Un homme à poigne. C’est l’expression qui revient le plus souvent pour décrire le prince Nayef. Ministre de l’Intérieur depuis 36 ans, il s'est illustré dans la lutte contre al-Qaïda.
« C’est lui qui a relevé le défi d’éliminer la menace al-Qaïda qui, entre 2003 et 2005, avait fortement destabilisé le royaume », rappelle la politologue Fatiha Dazi Heni, spécialiste de la péninsule arabique. Il a donc été choisi, selon elle, pour ses compétences.
Mais le prince Nayef est aussi connu pour réprimer toute forme de contestation, comme récemment, les manifestations de femmes qui réclamaient le droit de conduire elles-mêmes leur voiture, ou le mouvement de révolte chiite dans l'est du royaume. Nayef aurait également été à l'origine de l'envoie de troupes saoudiennes à Bahrein pour aider à mater la contestation dans le pays.

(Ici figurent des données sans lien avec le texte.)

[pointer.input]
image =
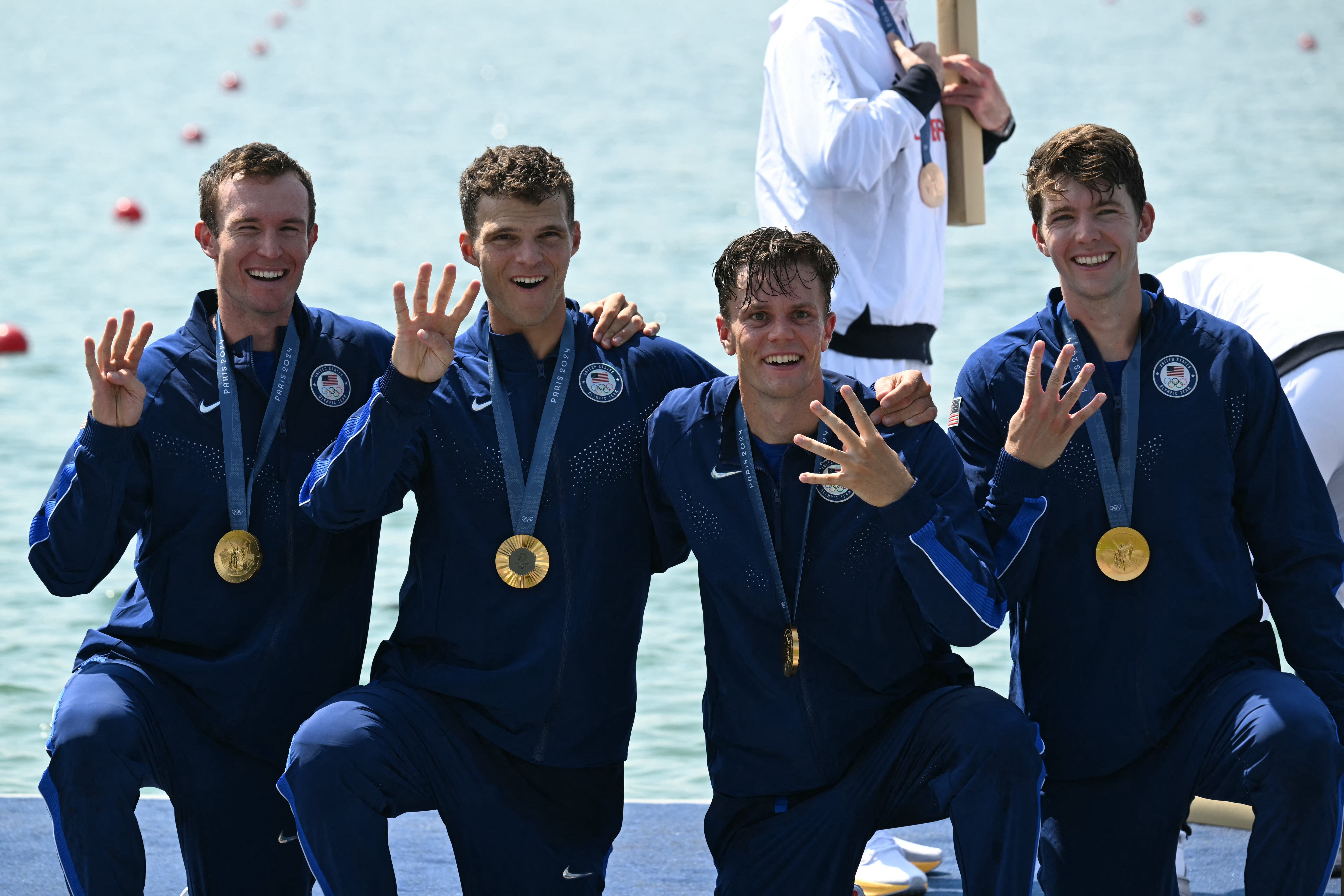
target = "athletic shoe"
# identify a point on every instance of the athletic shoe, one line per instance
(889, 872)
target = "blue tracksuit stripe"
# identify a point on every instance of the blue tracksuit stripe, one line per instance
(349, 432)
(1019, 533)
(962, 580)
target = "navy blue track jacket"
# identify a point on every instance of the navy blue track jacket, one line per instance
(885, 592)
(1105, 667)
(251, 660)
(546, 674)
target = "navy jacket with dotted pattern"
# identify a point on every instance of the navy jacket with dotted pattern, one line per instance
(546, 674)
(251, 662)
(1229, 499)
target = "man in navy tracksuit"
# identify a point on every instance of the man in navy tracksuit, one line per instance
(832, 588)
(1140, 648)
(197, 683)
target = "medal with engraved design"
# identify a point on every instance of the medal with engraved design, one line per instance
(522, 561)
(1123, 554)
(237, 557)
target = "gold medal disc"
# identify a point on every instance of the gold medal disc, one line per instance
(522, 561)
(1123, 554)
(237, 557)
(791, 652)
(933, 186)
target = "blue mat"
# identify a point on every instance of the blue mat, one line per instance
(660, 852)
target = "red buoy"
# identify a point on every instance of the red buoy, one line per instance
(127, 210)
(13, 340)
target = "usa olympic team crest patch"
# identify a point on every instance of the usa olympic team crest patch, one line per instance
(330, 385)
(834, 493)
(1175, 377)
(601, 382)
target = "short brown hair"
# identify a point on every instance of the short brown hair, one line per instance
(1100, 159)
(773, 258)
(253, 160)
(514, 173)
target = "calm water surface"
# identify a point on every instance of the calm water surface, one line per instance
(655, 109)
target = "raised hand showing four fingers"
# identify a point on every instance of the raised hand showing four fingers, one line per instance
(425, 332)
(1042, 426)
(118, 396)
(867, 464)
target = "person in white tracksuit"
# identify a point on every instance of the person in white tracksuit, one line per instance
(1295, 310)
(853, 112)
(843, 140)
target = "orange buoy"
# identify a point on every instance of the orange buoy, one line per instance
(13, 340)
(127, 210)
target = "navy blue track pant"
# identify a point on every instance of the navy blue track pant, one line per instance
(374, 753)
(960, 753)
(116, 731)
(1257, 737)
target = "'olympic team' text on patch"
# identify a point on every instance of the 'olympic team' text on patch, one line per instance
(601, 382)
(1175, 377)
(330, 386)
(834, 493)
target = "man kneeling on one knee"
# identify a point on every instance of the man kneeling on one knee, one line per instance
(839, 562)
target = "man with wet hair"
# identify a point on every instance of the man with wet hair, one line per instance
(839, 564)
(505, 698)
(244, 616)
(1139, 647)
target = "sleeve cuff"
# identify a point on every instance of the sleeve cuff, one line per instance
(1018, 479)
(407, 394)
(107, 443)
(912, 512)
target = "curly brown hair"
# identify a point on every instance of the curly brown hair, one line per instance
(775, 258)
(514, 173)
(1100, 159)
(253, 160)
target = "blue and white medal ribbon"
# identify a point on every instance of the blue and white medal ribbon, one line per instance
(1123, 554)
(744, 435)
(933, 185)
(522, 561)
(239, 553)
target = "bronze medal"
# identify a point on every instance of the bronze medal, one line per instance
(522, 561)
(1123, 554)
(791, 652)
(933, 186)
(237, 557)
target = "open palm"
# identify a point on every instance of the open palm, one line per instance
(425, 332)
(119, 397)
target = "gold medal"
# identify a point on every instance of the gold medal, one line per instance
(522, 561)
(1123, 554)
(237, 557)
(933, 186)
(791, 652)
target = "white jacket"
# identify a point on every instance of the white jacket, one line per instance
(839, 156)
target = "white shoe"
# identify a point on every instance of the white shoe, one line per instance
(888, 871)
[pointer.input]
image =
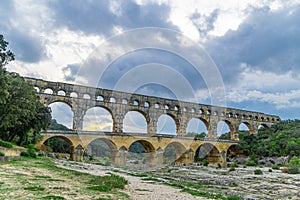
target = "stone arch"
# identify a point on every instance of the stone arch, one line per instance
(62, 112)
(208, 153)
(59, 144)
(164, 123)
(221, 129)
(137, 119)
(172, 152)
(98, 118)
(102, 147)
(232, 151)
(263, 125)
(61, 93)
(48, 91)
(193, 124)
(141, 151)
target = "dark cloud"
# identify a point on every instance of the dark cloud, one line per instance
(96, 16)
(204, 23)
(266, 40)
(70, 72)
(26, 47)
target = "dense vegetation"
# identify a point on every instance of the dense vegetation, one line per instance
(22, 116)
(282, 139)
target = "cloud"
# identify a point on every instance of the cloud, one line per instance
(266, 40)
(102, 17)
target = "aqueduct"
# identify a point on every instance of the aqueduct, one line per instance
(81, 98)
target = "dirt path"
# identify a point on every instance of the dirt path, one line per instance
(137, 188)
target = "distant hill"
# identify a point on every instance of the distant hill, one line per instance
(282, 139)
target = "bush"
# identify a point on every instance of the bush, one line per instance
(293, 170)
(293, 166)
(25, 154)
(6, 144)
(258, 172)
(251, 163)
(275, 167)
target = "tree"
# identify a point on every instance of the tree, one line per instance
(22, 116)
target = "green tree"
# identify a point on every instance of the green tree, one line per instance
(22, 116)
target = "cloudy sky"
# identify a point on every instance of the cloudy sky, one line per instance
(248, 51)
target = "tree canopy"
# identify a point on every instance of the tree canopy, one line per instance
(22, 116)
(281, 139)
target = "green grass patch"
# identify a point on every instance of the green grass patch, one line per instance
(107, 183)
(34, 188)
(52, 197)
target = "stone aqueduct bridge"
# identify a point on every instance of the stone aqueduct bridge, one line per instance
(81, 98)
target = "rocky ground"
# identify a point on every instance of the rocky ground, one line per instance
(208, 182)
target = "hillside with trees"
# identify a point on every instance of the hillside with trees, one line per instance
(22, 116)
(282, 139)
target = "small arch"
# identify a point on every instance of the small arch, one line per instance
(61, 93)
(48, 91)
(37, 89)
(98, 119)
(73, 95)
(136, 103)
(112, 100)
(86, 96)
(208, 112)
(62, 113)
(196, 126)
(166, 124)
(263, 126)
(224, 127)
(99, 98)
(135, 122)
(101, 148)
(201, 111)
(172, 152)
(146, 104)
(139, 151)
(207, 154)
(58, 144)
(124, 101)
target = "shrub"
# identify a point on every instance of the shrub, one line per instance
(293, 170)
(258, 172)
(275, 167)
(6, 144)
(251, 163)
(25, 154)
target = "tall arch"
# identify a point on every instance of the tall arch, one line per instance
(173, 152)
(62, 113)
(59, 144)
(98, 119)
(166, 124)
(225, 127)
(208, 154)
(136, 122)
(197, 125)
(102, 148)
(140, 151)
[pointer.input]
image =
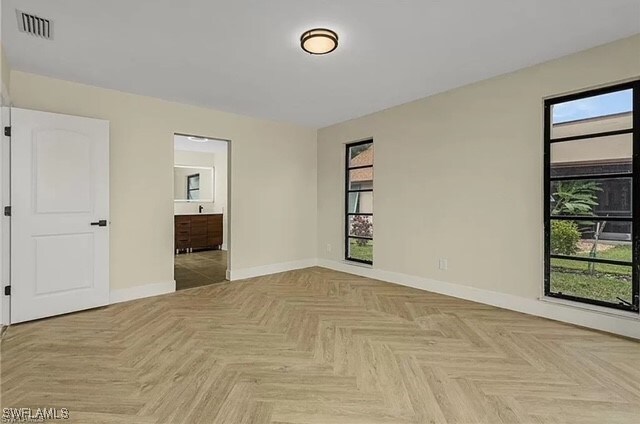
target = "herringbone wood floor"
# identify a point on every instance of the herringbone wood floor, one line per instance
(318, 346)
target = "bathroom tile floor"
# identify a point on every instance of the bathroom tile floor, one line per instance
(200, 268)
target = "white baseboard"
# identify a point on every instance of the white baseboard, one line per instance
(139, 292)
(241, 274)
(628, 326)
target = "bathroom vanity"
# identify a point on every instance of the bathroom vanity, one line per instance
(198, 232)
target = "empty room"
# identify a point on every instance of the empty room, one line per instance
(320, 212)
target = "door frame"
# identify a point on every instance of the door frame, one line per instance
(5, 221)
(227, 229)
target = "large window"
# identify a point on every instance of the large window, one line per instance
(592, 196)
(359, 202)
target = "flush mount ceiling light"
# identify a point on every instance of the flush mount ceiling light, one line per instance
(319, 41)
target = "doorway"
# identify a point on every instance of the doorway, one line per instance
(201, 224)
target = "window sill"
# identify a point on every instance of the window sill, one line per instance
(592, 308)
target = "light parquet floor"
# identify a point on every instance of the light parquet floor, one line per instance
(322, 347)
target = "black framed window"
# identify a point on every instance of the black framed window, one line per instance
(592, 196)
(359, 202)
(193, 187)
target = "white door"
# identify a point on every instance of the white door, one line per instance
(59, 214)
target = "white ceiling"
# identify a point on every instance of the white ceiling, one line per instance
(183, 143)
(244, 56)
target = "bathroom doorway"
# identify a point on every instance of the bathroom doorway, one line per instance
(201, 223)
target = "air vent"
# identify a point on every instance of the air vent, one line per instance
(35, 25)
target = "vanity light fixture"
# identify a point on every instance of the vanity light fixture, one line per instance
(319, 41)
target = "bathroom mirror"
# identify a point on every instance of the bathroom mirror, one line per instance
(193, 184)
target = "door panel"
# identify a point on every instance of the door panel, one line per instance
(59, 186)
(65, 188)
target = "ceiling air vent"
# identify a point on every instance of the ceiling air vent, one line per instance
(35, 25)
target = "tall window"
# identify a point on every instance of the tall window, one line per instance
(592, 196)
(359, 202)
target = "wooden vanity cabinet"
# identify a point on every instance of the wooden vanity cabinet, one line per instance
(198, 232)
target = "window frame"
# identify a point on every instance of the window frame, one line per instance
(347, 192)
(635, 193)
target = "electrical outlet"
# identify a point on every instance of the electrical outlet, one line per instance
(443, 265)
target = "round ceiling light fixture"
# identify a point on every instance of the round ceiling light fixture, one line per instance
(319, 41)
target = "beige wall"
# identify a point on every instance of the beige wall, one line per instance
(459, 175)
(273, 177)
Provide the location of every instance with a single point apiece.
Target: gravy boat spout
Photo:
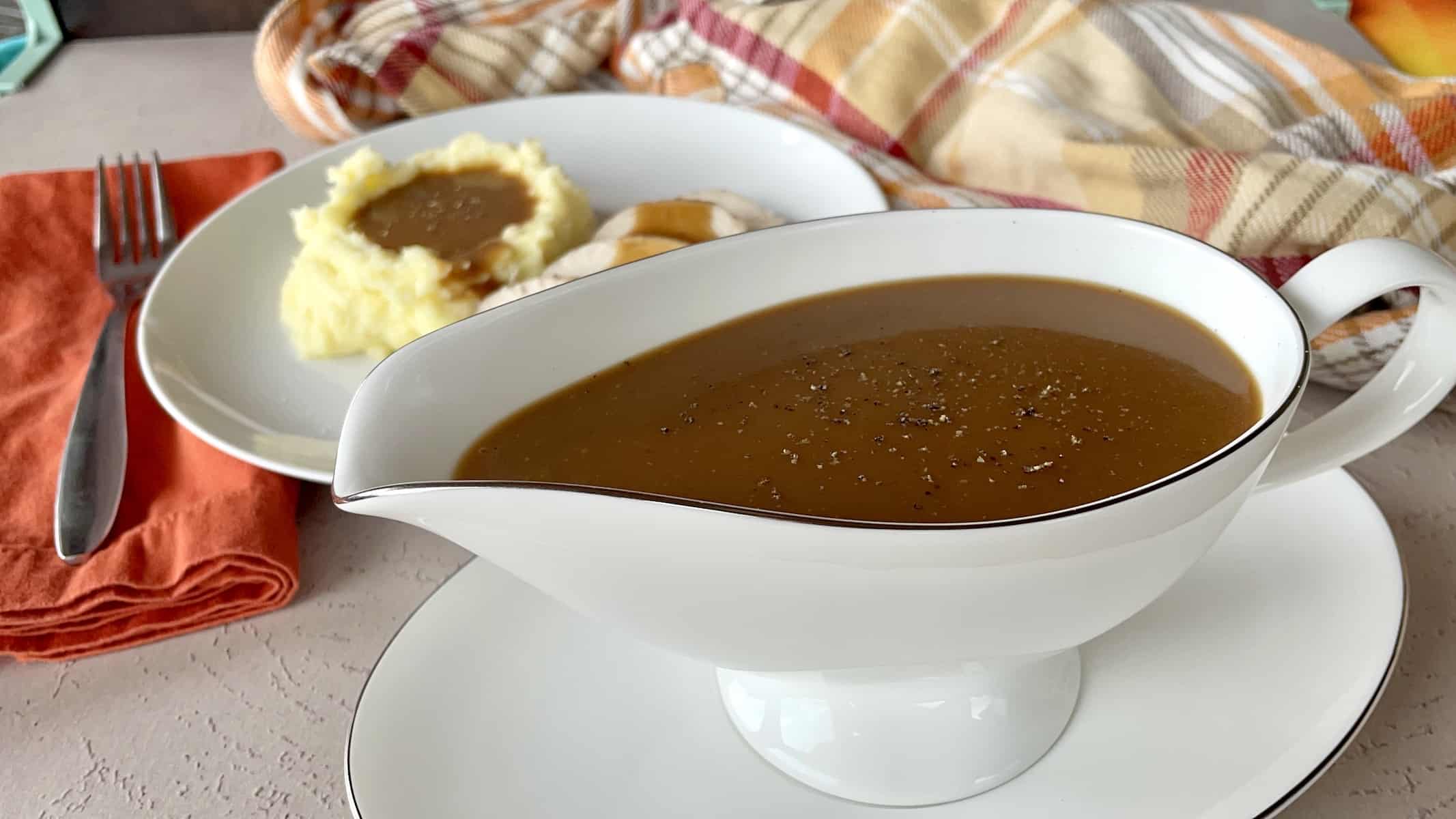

Dans les milieux réformateurs et chez les défenseurs des droits, on s’inquiète de la désignation de cet « homme de fer » comme prince héritier. Certains craignent que cet ultra-conservateur, proche des milieux religieux, ne revienne sur les réformes, mêmes timides, entreprises par le roi Abdallah. Mais nombre d’experts estiment, au contraire, qu’à travers l'exercice du pouvoir, il pourrait se révéler plus pragmatique et plus souple.
Les Etats-Unis suivent de prêt la succession en Arabie Saoudite
La succession au sein du royaume est en tout cas suivie de près par les Etats-Unis qui ont envoyé une forte délégation à Riyad pour présenter les condoléances du peuple américain à la famille royale, après le décès du prince Sultan. La délégation était menée par le vice-président Joe Biden, preuve de l'importance des liens unissant Washington à Riyad.
Depuis 1945, les relations entre les deux pays sont scellées par un pacte consistant, pour les Etats-Unis à défendre la sécurité territoriale du royaume saoudien. En échange l’Arabie Saoudite leur offre un accès au pétrole du pays.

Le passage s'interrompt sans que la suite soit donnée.